Катя с любопытством следила за движениями своих соседок, смотрела, как нянька снимает и надевает очки, улыбалась, глядя на веселое лицо Татьяны Петровны, ни о чем не думала и ничего не хотела. Она была совсем счастлива в эти первые дни своего выздоровления.

Но чем лучше ей становилось, чем больше она прислушивалась к разговорам, чем яснее воспринимала все, что совершалось вокруг нее, тем ощутительнее тоска и глухое беспокойство начинали овладевать ее сердцем.

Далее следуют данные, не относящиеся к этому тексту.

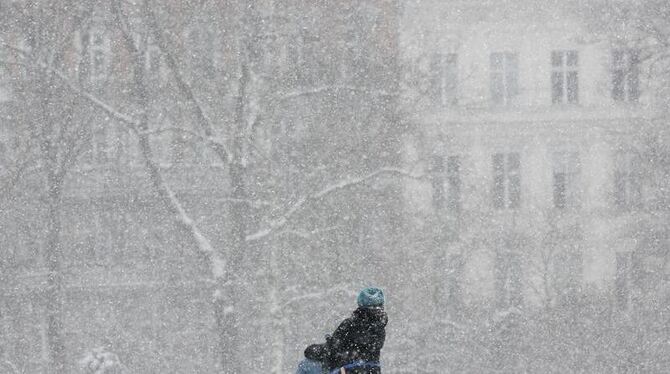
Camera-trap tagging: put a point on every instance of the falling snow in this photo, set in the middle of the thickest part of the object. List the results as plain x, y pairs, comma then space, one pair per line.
204, 186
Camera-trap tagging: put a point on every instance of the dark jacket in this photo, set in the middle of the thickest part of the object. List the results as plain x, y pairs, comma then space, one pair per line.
358, 338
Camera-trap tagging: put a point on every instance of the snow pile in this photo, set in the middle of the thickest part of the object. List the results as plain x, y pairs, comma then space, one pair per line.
101, 361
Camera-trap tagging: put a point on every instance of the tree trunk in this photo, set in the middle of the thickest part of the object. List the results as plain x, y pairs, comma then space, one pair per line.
228, 317
54, 291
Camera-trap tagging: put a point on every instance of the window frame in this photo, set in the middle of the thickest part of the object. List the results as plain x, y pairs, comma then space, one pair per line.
565, 77
444, 79
506, 192
504, 67
625, 79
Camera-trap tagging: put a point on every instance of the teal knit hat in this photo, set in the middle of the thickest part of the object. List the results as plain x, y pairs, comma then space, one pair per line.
370, 297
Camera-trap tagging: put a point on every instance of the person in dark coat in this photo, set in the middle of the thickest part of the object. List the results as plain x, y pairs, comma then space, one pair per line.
355, 346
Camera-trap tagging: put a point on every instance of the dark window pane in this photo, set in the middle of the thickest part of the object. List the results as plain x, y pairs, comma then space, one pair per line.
454, 178
498, 181
559, 190
437, 181
514, 191
619, 190
514, 274
617, 59
572, 58
512, 78
557, 88
633, 84
622, 286
618, 85
573, 87
497, 87
513, 162
556, 59
437, 164
496, 61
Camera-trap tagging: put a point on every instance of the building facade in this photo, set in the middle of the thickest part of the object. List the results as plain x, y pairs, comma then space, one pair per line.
533, 132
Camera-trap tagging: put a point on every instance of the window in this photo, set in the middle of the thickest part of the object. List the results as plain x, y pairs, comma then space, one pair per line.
454, 287
564, 77
622, 280
202, 51
504, 77
446, 188
444, 79
566, 167
178, 148
506, 180
508, 279
627, 180
625, 75
98, 54
567, 267
152, 60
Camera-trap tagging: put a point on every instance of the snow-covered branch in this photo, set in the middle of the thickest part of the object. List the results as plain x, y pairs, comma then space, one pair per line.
319, 294
328, 88
282, 221
201, 115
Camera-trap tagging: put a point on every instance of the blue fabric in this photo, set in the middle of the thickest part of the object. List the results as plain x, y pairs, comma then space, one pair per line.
370, 297
354, 365
308, 366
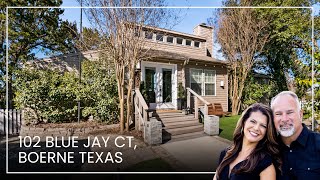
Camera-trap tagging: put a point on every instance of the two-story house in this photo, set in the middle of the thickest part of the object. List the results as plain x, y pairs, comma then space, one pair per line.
180, 58
177, 58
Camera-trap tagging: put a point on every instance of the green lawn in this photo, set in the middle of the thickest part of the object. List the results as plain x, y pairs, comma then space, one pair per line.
227, 126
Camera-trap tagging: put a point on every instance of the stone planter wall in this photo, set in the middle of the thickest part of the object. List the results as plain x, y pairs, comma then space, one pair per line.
68, 131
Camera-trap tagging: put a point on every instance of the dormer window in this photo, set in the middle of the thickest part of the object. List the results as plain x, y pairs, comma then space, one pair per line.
148, 35
159, 37
196, 44
179, 41
188, 42
169, 39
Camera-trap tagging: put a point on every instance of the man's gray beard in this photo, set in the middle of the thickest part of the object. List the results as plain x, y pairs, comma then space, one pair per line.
287, 133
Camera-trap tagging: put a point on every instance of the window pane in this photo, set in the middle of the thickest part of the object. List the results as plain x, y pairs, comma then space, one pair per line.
170, 39
209, 89
148, 35
188, 42
159, 37
179, 40
196, 76
196, 87
197, 44
210, 76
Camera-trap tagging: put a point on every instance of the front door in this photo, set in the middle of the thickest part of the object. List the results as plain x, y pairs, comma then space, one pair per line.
160, 83
166, 85
150, 85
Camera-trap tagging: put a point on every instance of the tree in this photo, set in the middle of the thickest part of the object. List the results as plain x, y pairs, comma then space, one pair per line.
31, 30
242, 36
122, 28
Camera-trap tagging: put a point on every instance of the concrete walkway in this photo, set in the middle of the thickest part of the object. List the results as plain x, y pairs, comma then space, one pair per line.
199, 154
191, 155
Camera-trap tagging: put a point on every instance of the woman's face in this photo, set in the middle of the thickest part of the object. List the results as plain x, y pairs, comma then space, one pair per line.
255, 127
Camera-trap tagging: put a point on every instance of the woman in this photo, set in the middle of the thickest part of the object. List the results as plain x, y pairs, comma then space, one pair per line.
254, 153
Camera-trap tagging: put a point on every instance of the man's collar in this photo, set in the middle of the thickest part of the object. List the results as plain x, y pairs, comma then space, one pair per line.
303, 137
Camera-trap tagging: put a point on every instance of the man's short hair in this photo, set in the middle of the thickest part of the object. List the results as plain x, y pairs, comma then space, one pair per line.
290, 93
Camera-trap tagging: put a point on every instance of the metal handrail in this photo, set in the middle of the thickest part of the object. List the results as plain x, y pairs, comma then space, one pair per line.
197, 96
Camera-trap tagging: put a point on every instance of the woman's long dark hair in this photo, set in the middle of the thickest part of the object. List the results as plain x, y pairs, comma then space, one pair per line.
268, 145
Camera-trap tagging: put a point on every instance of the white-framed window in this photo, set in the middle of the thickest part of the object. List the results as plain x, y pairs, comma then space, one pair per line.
148, 35
169, 39
196, 44
159, 37
203, 82
179, 40
188, 42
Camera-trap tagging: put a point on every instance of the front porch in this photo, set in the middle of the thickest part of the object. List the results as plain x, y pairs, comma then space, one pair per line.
161, 126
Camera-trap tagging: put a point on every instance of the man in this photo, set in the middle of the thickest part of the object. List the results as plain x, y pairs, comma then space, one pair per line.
300, 147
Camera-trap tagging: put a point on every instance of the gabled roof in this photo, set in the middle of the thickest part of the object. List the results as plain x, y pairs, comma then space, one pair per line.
184, 57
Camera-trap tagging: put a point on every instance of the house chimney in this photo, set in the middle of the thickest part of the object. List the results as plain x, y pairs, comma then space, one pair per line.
205, 31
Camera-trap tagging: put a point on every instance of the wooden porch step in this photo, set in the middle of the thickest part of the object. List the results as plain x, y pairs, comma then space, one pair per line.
178, 119
215, 109
184, 130
187, 136
180, 124
165, 115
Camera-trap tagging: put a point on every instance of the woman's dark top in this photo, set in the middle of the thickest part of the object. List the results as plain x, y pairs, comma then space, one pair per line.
255, 174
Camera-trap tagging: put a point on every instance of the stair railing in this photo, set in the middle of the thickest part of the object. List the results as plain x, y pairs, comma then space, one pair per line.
197, 98
141, 110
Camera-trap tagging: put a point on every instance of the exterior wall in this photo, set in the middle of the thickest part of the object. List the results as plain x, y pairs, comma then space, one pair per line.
206, 32
221, 75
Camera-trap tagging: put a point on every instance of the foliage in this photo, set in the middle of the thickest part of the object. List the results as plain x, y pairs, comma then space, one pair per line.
181, 91
98, 92
256, 92
242, 36
148, 94
286, 56
227, 126
121, 27
32, 30
52, 96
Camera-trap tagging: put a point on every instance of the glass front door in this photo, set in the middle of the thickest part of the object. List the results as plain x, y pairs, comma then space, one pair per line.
166, 85
150, 85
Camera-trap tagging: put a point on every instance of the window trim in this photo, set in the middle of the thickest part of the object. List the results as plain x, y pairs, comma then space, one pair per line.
203, 93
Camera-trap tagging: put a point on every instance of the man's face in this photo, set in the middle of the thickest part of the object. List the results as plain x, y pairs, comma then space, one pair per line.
287, 117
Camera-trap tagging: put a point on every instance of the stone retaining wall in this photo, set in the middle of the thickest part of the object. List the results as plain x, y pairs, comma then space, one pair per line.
67, 131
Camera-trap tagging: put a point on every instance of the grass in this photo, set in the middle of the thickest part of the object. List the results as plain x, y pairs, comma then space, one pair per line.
227, 126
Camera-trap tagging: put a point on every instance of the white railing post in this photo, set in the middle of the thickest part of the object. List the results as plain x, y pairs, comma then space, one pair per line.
205, 110
188, 98
196, 107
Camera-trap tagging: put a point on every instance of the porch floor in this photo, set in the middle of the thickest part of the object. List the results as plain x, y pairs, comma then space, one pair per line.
177, 126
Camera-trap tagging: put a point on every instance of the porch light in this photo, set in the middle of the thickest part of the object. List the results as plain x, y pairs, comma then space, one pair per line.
221, 83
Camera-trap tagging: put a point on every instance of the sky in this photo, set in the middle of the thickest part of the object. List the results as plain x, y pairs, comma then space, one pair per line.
192, 13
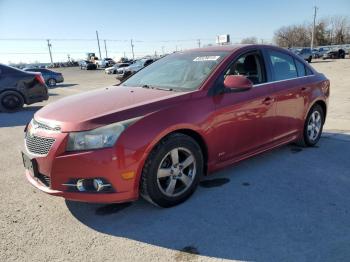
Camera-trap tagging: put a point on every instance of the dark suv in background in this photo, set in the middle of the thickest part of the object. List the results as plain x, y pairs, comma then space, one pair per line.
18, 87
51, 78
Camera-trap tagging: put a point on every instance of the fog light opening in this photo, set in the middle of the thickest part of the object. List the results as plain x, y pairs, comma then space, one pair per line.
80, 185
99, 185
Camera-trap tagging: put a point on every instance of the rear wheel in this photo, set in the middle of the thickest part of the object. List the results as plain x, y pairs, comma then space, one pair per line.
172, 171
312, 127
51, 82
11, 101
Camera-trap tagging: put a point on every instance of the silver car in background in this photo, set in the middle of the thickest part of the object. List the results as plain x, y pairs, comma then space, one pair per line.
113, 69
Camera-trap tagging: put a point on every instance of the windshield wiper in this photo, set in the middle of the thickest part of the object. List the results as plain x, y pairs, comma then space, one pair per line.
159, 88
163, 88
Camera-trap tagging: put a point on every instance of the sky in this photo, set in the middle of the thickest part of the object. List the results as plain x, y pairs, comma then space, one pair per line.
154, 25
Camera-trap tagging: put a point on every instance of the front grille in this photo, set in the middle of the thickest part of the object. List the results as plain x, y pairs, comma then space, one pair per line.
44, 179
40, 125
38, 145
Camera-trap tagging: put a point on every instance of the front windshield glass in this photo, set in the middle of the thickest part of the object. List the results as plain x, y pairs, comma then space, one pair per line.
180, 71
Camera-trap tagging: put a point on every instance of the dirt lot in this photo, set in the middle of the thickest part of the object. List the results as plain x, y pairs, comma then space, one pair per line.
290, 204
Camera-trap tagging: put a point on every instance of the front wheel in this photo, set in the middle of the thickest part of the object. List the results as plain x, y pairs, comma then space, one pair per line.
312, 127
172, 171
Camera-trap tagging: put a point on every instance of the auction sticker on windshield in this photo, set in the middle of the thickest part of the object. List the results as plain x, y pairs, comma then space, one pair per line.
206, 58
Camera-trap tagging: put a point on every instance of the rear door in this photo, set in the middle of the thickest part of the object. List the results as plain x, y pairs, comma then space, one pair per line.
288, 88
244, 120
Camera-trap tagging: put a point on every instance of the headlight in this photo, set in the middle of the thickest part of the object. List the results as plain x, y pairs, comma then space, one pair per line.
101, 137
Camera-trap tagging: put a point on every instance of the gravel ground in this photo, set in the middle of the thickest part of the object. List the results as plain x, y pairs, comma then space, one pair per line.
290, 204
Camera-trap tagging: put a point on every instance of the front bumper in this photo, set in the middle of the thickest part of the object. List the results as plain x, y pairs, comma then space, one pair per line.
110, 164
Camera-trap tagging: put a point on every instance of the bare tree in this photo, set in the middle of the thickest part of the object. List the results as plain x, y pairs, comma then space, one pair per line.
339, 29
331, 30
249, 40
293, 36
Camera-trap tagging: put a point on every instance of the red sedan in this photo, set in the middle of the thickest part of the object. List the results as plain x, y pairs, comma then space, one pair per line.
180, 118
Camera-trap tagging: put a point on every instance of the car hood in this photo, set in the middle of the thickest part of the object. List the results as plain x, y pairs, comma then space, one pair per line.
100, 107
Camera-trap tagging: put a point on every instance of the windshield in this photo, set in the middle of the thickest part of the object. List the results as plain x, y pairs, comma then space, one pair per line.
180, 71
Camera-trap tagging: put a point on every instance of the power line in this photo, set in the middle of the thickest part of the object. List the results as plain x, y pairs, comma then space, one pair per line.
313, 28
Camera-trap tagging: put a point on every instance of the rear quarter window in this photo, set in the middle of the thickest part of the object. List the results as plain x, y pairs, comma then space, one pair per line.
300, 68
283, 66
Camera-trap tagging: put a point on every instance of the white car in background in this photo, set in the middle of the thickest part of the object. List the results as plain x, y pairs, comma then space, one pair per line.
105, 62
113, 69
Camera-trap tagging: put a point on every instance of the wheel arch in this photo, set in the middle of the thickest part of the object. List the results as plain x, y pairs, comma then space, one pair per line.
199, 139
323, 106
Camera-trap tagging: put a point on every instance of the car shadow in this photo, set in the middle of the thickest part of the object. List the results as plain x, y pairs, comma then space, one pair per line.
289, 204
19, 118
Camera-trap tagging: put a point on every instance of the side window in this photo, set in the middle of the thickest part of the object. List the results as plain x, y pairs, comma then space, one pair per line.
308, 71
250, 66
283, 66
300, 68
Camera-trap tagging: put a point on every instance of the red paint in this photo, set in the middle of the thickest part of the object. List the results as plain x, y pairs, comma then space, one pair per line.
233, 125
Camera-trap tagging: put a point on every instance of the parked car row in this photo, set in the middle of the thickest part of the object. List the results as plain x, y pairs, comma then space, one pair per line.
113, 69
51, 78
18, 87
334, 54
325, 52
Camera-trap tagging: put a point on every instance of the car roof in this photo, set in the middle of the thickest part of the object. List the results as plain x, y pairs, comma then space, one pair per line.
229, 48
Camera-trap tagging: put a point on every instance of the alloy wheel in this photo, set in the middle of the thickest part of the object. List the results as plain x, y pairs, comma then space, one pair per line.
314, 125
176, 172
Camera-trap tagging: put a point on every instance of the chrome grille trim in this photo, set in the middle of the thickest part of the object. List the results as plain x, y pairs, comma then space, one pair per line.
41, 125
38, 145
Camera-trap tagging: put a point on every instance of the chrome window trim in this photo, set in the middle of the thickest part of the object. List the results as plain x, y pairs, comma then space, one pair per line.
277, 81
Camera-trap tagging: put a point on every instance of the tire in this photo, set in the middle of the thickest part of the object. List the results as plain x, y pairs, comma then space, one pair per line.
51, 82
172, 171
307, 139
11, 101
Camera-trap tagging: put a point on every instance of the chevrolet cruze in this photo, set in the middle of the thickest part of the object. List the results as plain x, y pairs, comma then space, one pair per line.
183, 117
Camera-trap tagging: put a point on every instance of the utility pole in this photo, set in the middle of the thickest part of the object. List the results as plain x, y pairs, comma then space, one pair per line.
49, 46
313, 28
132, 49
105, 47
98, 42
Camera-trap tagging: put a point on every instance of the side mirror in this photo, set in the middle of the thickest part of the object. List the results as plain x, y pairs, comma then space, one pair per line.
238, 83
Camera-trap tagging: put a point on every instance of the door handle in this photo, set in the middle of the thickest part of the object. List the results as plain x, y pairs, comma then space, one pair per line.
268, 100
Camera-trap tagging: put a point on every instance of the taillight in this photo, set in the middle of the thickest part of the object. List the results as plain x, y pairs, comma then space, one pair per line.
40, 78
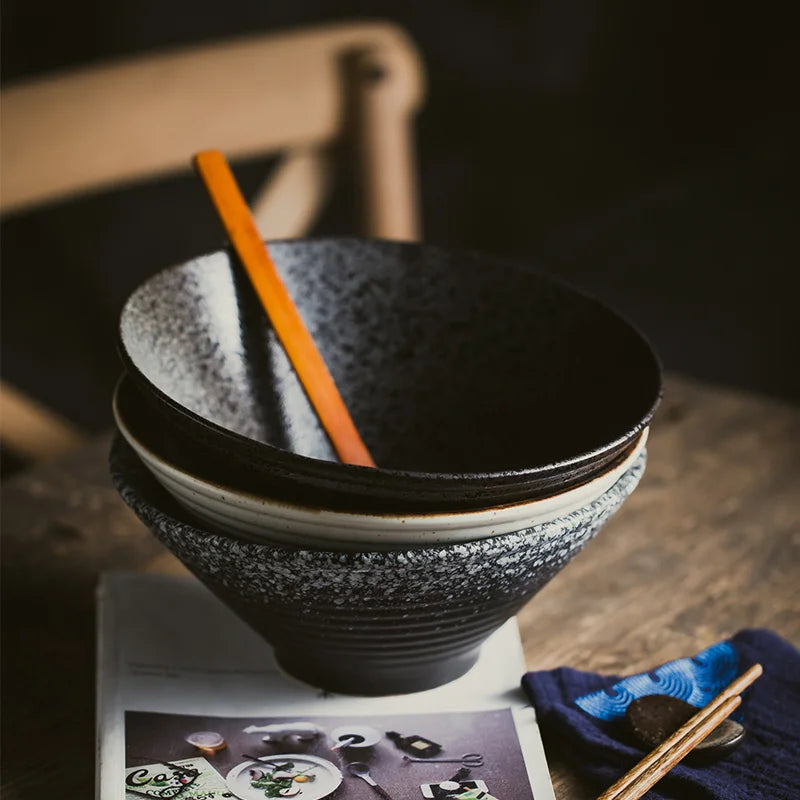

Первое время она как-то бессознательно отмахивалась от всяких таких мыслей, но однажды утром, когда она, проснувшись, почувствовала себя почти здоровой, ей стало нестерпимо грустно и она, зарыдав, начала кричать, как маленькая:

— Мамочка, папочка. Петя, Петя!

К ней подбежала нянька, другие женщины тоже подошли и стали ее утешать.

— Не плачь, девочка, что ты! Разве можно так плакать.

Но Кате даже не было стыдно плакать. Она чувствовала себя совсем слабою, беспомощною девочкой, захваченной жестокою жизнью, не захотевшей ее пощадить. Она чувствовала глубокую жалость к себе и к Пете, ей хотелось все это высказать кому-нибудь, но у нее нехватало ни слов, ни сил.